A Normal Person From 20 Years Ago Would Look Like A Monk Today

The Sony Ericcson P800, now fit for a museum

When I took out a smartphone at a baseball game in 2002, I was the only one in the whole stadium. I looked weird as hell to my friends, chatting to someone in the UK over GPRS. Now everyone has a smartphone. Any stadium can instantly turn into a festival of flashes. We forget how weird this is. It’s weird.

2002 is 20 years ago, which is roughly a generation. Even my generation, which technically remembers this time, doesn’t really remember. We have offloaded so much of our imagination to these devices that we literally can’t imagine a world without them. But there was. Today someone living that lifestyle would look insane, but that’s really a case of the world going mad more than anything else.

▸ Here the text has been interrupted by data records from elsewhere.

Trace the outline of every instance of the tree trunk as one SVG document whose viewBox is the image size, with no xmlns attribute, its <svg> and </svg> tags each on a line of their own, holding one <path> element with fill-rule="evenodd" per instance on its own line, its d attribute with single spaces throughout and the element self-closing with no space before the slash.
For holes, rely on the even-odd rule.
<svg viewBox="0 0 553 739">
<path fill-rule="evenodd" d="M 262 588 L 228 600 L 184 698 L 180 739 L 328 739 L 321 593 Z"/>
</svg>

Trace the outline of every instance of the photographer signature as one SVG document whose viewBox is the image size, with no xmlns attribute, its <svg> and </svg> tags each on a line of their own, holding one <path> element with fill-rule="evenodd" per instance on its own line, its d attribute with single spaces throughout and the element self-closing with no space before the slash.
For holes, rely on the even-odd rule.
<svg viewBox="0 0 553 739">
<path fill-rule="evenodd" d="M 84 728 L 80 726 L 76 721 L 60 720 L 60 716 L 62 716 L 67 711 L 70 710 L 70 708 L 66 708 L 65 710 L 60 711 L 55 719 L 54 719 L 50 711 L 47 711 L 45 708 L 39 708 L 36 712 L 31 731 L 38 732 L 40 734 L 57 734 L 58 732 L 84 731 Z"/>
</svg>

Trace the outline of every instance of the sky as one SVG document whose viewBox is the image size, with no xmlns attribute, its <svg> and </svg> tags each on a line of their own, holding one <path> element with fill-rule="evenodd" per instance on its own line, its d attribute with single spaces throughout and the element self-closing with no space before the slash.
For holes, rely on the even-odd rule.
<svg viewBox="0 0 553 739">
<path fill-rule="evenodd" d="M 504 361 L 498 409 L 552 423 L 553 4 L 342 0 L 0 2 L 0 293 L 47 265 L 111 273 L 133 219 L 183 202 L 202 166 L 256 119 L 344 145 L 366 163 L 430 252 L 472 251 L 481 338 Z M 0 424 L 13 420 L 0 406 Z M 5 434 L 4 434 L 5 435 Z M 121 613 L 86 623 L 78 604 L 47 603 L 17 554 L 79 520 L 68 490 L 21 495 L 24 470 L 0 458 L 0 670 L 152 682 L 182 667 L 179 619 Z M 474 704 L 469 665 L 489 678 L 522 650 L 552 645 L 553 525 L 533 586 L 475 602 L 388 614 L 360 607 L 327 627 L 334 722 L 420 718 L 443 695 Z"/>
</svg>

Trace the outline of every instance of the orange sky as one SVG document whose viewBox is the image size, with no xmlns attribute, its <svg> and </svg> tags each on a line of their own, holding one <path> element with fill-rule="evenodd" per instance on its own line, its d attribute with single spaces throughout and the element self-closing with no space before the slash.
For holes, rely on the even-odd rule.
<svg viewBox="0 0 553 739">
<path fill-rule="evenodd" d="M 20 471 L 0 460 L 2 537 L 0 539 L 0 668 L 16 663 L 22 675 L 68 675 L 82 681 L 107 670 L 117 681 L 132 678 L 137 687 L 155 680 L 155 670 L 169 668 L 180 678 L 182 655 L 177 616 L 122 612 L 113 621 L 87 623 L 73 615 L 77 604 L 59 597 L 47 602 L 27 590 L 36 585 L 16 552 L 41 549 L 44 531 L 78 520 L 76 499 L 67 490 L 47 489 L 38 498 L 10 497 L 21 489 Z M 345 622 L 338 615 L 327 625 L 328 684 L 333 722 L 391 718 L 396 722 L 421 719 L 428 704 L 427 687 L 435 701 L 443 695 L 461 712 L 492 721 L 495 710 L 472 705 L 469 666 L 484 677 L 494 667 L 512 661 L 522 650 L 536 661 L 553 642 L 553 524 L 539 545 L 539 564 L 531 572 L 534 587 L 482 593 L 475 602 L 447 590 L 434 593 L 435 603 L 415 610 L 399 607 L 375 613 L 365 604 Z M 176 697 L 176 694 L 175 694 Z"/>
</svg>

30 years ago, my parents had pagers and I was still a child. I could reach them, indirectly, at any time, though the phone in my father’s office was still rotary dial. This was also a generational change. Today the very idea that one could be uncontactable is anathema, but people went to movies and travelled and seemed to survive. I don’t remember any difficulty because we didn’t know what easy was at that time. But now things have become so convenient that it creates its own complications. When you can be reached anywhere, you can never really be anywhere at all. Other locations are pulling on you all the time.